Hi, Thanks for re-posting here
Some comments on your Approach:
- you said get this list from Google. Is that Google Scholar? I think you could get this via the Crossref API
- Is the affiliation here for an article, or for the journal? For articles that we can get full text for, we can scrape metadata for affiliations. For some non-OA articles, perhaps this info may be in the metadata provided
To get journals that do ecology, you could try rcrossref
, e.g.,
library("rcrossref")
out <- cr_journals(query = "ecology")
out$meta
total_results search_terms start_index items_per_page
1 143 ecology 0 20
For author affiliation, using the PLOS API you can dig into that data easily. Here’s a blog post I did with an example: http://recology.info/2014/12/rplos-pubs-country/
With respect to fulltext
, we are building a single function interface to searching for article metadata, see fulltext::ft_search()

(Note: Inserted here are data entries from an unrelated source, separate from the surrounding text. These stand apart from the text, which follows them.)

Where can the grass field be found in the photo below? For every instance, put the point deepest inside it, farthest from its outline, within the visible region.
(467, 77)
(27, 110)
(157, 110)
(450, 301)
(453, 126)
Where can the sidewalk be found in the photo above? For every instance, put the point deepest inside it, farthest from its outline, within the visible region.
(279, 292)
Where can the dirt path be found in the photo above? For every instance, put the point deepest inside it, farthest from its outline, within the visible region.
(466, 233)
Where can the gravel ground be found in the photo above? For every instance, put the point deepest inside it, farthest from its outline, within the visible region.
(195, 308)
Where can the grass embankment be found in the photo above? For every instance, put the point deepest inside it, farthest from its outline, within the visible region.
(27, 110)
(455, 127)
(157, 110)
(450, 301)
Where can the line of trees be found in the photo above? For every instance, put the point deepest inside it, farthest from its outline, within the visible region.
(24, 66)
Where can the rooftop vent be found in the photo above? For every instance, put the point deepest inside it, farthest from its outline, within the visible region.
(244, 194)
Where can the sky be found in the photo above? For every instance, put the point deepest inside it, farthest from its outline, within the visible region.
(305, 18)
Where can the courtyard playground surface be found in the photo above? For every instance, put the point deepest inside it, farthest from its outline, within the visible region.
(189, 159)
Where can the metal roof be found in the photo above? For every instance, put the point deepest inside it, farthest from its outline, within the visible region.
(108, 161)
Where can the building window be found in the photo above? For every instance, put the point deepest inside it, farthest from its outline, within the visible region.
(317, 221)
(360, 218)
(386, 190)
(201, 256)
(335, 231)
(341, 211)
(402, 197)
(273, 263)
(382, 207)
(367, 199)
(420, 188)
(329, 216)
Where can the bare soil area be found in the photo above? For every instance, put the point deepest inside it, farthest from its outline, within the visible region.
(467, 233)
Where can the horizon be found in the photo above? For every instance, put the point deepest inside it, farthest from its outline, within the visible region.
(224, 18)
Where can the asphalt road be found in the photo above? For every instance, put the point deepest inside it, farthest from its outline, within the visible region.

, which so far includes Crossref, anything available in rentrez
, BMC, PLOS, and arXiv. More will be added.
For getting actual full text where available, see ft_get()
, with wrappers so far for access to plos, bmc, rentrez, elife, with more in the works. Where only PDFs are available, see ft_extract()
. We still have more work to do for the PDF workflow, since thats obviously a bit more complicated than if XML is provided. But if you get a chance to try these functions, we’d love the feedback!